Y en el último tiempo he descubierto que hacer clases me gusta mucho. Significa bastante entrega y tiempo para planificar lo que uno va a enseñar, pero dentro de la sala sucede algo muy especial con los alumnos. Ahora pienso y empatizo con mis profes. Un saludo respetuoso a cada uno de ellos, perdón por no callarme en toda la clase.
La relación que se genera con mis alumnos es muy hermosa, porque es profesional, pero también es afectuosa; yo les entrego algo con mucho gusto y ellos lo reciben y lo aprecian. Tengo la suerte de dar clases sólo a personas que han elegido mis talleres, que no están obligadas a estar ahí. Este es el segundo año que hago- junto a una querida amiga y un autor-, un taller de cómic para niños entre 8 y 12 años. Lo entretenido es que ya los conozco, sé cómo dibujan, sé lo que les gusta. Particularmente a los niños es interesante hacerlos dibujar, porque sus mentes son muy creativas, tienen ideas locas y desprejuiciadas.

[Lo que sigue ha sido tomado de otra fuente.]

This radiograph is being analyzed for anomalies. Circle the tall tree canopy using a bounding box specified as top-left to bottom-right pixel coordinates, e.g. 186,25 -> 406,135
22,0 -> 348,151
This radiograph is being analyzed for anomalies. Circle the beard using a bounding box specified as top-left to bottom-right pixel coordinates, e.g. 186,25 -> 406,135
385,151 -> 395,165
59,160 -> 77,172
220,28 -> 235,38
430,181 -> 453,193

El mayor desafío es que para dar clases también hay que prepararse y estudiar, pensar el año entero. Y como en cualquier trabajo, eso cansa. A veces estoy triste y la clase hay que darla igual. Pero los niños son increíbles porque perciben esas cosas y siempre salgo repuesta; en cierto sentido me contagian esa energía transparente propia de la niñez.
Para mí el dibujo es algo muy importante, y eso es lo que intento traspasarle a las personas que van a a mi taller: que los ejercicios sean canales para descubrir la voz autoral de cada uno/a y que ese hacer los impulse y anime a expresar su identidad y destacar su singularidad. Me siento feliz de estar construyendo un lugar seguro y cómodo en el que mis alumnos y alumnas pueden sentir, expresarse, dibujar y aprender. Espero proporcionarles un espacio creativo en el que puedan sentirse libres de ser quiénes son.
En clases tengo la sensación de estar haciendo algo que tiene sentido. El ambiente es de mucho respeto y compañerismo, y eso también me alegra. Me sorprende que todos son muy profundos y sensibles y por eso quiero darles herramientas para que cultiven su mundo interior, lo que finalmente contribuye a una mejor convivencia y relación entre las personas.